I've haven't found anything about this on the web yet, and it caused me to loose some data and time, so I'm issuing a warning here. Using zip to pack and compress files on a glusterfs partition can corrupt the resulting archive.
me@machine: ~/glusterfs/ziptest$ dd if=/dev/zero count=1 of=test.dat 1+0 records in 1+0 records out 512 bytes (512 B) copied, 0.000357 seconds, 1.4 MB/s me@machine: ~/glusterfs/ziptest$ zip test.zip test.dat adding: test.dat (deflated 98%) me@machine: ~/glusterfs/ziptest$ ls -lh total 16K -rw-r--r-- 1 kml kml 512 Oct 6 13:47 test.dat -rw-r--r-- 1 kml kml 67 Oct 6 13:58 test.zip me@machine: ~/glusterfs/ziptest$ unzip test.zip Archive: test.zip End-of-central-directory signature not found. Either this file is not a zipfile, or it constitutes one disk of a multi-part archive. In the latter case the central directory and zipfile comment will be found on the last disk(s) of this archive. unzip: cannot find zipfile directory in one of test.zip or test.zip.zip, and cannot find test.zip.ZIP, period.
Although the error pops up while unzipping, the archive itself is corrupted. This can be seen by copying the archive to another, non-glusterfs partition, where the error still occurs. A file zipped on a different partition and copied to glusterfs, however, will unzip nicely.

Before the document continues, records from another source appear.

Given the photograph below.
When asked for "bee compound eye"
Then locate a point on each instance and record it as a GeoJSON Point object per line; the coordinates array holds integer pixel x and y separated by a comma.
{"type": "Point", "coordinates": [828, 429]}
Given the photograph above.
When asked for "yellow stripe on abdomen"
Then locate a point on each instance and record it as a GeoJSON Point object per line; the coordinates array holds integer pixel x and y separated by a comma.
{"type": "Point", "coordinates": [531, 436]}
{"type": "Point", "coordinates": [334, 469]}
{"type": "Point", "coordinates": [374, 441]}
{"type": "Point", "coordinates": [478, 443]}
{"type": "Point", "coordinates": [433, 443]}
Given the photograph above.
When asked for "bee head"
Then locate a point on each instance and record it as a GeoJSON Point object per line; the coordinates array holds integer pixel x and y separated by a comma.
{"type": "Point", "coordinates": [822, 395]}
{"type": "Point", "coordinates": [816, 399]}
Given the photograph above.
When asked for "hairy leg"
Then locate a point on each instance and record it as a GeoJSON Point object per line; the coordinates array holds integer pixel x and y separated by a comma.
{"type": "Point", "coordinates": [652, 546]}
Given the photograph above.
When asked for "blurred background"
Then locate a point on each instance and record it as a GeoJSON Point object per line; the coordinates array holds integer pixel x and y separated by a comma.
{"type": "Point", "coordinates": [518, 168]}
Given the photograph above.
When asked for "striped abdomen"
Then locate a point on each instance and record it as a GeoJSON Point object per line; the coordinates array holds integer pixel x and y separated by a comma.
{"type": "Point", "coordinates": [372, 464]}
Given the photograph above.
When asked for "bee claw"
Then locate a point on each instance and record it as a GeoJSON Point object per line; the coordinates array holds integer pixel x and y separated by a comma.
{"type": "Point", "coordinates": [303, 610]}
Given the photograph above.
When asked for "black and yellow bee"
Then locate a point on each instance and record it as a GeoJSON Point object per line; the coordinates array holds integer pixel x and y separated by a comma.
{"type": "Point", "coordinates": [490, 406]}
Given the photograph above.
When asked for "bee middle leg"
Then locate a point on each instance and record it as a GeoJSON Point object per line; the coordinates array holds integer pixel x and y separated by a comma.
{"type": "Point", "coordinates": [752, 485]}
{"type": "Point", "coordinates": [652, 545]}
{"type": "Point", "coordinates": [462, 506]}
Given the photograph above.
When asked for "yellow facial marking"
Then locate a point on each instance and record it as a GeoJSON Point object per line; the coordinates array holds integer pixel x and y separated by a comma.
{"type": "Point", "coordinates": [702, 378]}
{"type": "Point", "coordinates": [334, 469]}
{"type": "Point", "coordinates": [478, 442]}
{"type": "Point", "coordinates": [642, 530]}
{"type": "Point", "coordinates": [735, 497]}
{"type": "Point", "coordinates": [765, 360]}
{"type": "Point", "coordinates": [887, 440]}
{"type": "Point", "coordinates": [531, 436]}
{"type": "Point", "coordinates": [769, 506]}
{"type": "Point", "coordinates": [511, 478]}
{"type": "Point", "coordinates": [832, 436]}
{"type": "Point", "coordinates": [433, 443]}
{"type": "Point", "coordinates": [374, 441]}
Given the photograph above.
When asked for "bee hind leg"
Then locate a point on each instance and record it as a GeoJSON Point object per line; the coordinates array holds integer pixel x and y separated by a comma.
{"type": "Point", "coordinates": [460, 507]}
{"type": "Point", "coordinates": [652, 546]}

I haven't studied the cause of this corruption, but I presume it is connected with the central directory file header. The glusterfs setup in this case uses a simple distributed configuration, so it is not an issue with striping, although I haven't looked into any other configuration options. My personal solution was to abandon the application that required zip, and to use tar with gzip or bzip2 instead.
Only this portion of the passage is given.